Ein paar Fotos später war ich bereit für die Abreise. In den folgenden 30 Jahren habe ich Borussia Dortmund vom Freunschaftsspiel in Erfurt bis ins Champions League Final in London begleitet, viele Heimschlachten und einige Auswärtschlachten geschlagen. Es gab rauschende Siege, bleierne Remis, und auch bittere Niederlagen. Der Faszination Westfalenstadion hat es keinen Abbruch getan. Distanzen können subjektiv sein.

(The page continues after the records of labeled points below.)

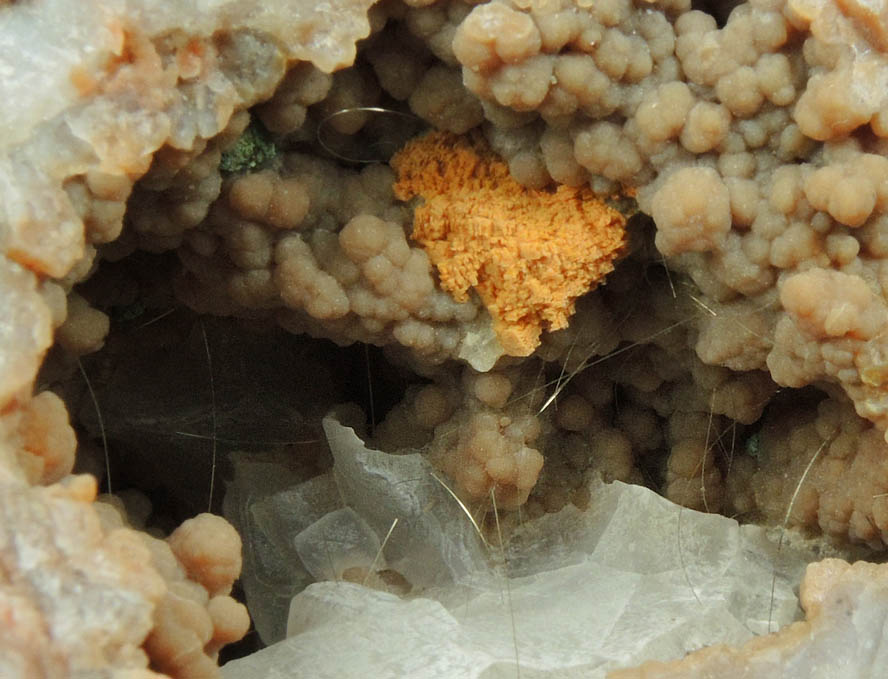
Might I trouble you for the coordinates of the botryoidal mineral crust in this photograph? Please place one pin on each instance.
(758, 148)
(91, 91)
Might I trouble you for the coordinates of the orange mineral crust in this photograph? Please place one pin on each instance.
(529, 253)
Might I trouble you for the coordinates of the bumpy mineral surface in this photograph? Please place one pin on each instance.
(640, 242)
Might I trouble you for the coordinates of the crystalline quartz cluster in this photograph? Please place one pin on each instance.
(618, 240)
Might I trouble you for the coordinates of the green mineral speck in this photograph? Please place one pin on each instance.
(252, 149)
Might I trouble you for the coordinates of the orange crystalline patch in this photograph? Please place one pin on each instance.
(528, 253)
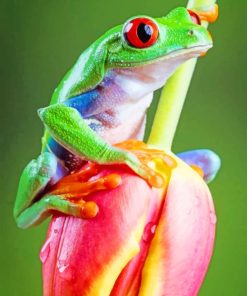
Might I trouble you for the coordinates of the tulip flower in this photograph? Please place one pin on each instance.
(140, 240)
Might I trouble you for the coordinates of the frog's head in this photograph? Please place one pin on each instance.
(143, 40)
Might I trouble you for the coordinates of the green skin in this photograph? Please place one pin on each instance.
(67, 126)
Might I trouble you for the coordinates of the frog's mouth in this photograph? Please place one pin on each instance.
(184, 54)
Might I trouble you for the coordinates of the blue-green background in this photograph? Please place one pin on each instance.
(40, 40)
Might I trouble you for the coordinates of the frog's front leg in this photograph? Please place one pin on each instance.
(34, 179)
(69, 129)
(37, 198)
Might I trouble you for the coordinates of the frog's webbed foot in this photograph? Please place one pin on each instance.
(66, 196)
(142, 160)
(75, 187)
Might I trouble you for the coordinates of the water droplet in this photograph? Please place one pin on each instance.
(65, 270)
(45, 251)
(62, 265)
(196, 201)
(149, 232)
(213, 217)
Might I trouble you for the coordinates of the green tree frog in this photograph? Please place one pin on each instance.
(103, 100)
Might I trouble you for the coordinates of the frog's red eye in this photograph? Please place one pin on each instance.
(194, 17)
(141, 32)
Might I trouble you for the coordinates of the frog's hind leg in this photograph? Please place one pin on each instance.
(34, 179)
(207, 160)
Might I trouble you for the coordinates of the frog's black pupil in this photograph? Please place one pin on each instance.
(144, 32)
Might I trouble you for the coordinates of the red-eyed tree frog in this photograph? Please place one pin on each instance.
(103, 100)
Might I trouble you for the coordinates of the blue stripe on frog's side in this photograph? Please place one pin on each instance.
(82, 104)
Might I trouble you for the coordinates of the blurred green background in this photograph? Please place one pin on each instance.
(40, 40)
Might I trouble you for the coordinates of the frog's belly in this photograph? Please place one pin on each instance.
(122, 122)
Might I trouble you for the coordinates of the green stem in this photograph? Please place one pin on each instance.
(173, 95)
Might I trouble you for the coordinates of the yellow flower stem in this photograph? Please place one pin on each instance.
(174, 93)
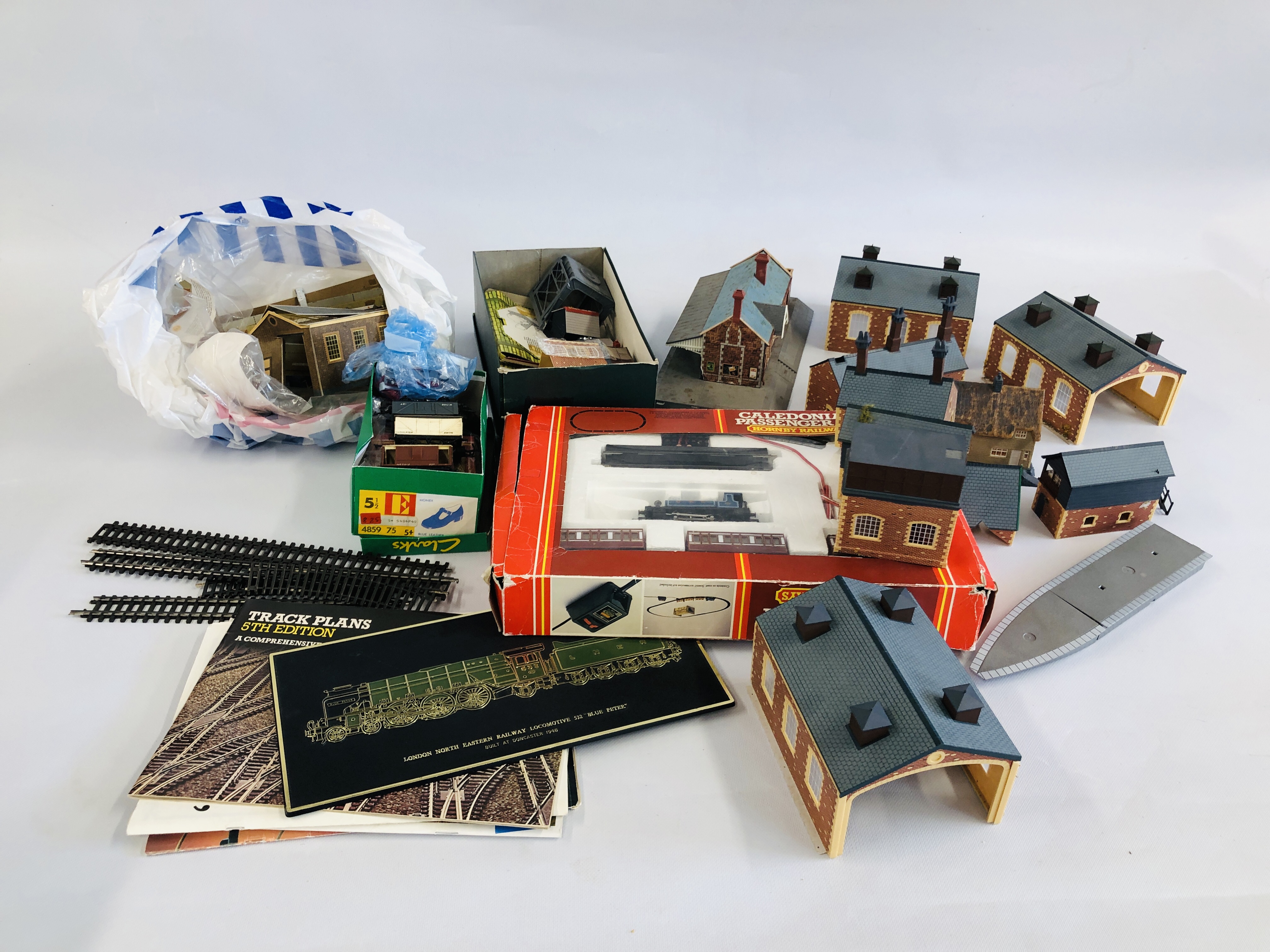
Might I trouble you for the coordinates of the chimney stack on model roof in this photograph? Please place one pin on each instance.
(949, 304)
(939, 352)
(1038, 315)
(897, 331)
(1086, 304)
(761, 261)
(863, 342)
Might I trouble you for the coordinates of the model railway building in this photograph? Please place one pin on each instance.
(1074, 357)
(1006, 422)
(868, 292)
(740, 328)
(859, 690)
(825, 379)
(901, 493)
(1085, 492)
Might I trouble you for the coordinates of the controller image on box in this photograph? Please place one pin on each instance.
(601, 607)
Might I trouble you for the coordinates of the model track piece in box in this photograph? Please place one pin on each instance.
(558, 503)
(1080, 606)
(854, 697)
(738, 342)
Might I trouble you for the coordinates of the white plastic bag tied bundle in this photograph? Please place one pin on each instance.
(190, 286)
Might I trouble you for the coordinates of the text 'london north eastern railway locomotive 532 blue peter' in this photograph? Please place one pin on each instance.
(472, 685)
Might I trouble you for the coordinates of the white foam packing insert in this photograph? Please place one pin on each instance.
(787, 499)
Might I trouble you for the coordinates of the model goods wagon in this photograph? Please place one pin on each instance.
(439, 692)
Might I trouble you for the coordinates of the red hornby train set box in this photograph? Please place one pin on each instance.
(688, 524)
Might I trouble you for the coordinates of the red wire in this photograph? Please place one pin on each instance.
(831, 504)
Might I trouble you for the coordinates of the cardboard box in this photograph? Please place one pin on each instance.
(513, 390)
(392, 504)
(536, 577)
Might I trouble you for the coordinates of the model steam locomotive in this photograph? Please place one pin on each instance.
(472, 685)
(731, 508)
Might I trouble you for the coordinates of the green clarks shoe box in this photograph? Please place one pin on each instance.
(513, 390)
(403, 511)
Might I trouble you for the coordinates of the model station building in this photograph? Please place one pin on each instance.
(869, 291)
(1074, 357)
(825, 379)
(859, 690)
(1086, 492)
(738, 342)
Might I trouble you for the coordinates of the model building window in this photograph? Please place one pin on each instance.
(923, 534)
(815, 776)
(332, 343)
(867, 527)
(1062, 398)
(1009, 354)
(790, 727)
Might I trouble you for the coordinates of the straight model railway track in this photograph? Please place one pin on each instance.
(233, 569)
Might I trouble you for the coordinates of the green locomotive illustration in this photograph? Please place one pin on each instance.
(439, 692)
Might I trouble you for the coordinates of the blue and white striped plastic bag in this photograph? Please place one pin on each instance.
(234, 259)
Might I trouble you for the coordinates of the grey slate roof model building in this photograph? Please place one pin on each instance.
(1083, 605)
(868, 291)
(738, 342)
(990, 498)
(1074, 357)
(825, 379)
(901, 490)
(1110, 489)
(809, 692)
(1006, 422)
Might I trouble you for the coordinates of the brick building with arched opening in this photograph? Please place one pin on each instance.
(1074, 357)
(859, 690)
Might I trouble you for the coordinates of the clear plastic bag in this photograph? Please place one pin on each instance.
(204, 275)
(409, 364)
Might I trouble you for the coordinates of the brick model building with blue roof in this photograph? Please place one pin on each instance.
(859, 690)
(740, 329)
(1074, 357)
(868, 291)
(1086, 492)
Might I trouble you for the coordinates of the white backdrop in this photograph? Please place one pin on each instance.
(1109, 149)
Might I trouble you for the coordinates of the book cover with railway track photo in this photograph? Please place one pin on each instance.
(368, 715)
(223, 747)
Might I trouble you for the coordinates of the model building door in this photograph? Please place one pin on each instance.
(295, 365)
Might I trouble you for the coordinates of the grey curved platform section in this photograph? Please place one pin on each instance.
(1088, 601)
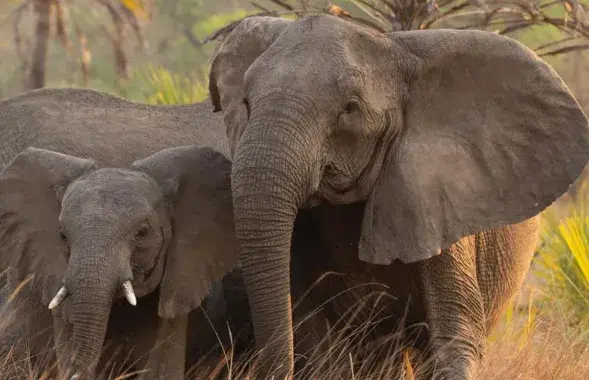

Als kleiner Junge schien ein paar Stunden Autofahrt ein unüberwindbares Hindernis. Heute lebe ich auf einem anderen Kontinent, 10.000 km entfernt von Dortmund und bin trotzdem jede Saison mehrmals im schönsten Stadion der Welt. Wenn ich dann in der roten Erde mit Bratwurst und Bier stehe und die Anspannung vor dem Spiel steigt, fühle ich mich wieder wie der kleine Junge von damals. Dieses magische Stadion, dieser Verein sind für mich, einen Berliner in Amerika, ein Stück Identität und Heimat geworden.

Dieser Text ist ein eingereichter Beitrag zum 50. Jubiläums des Westfalenstadions.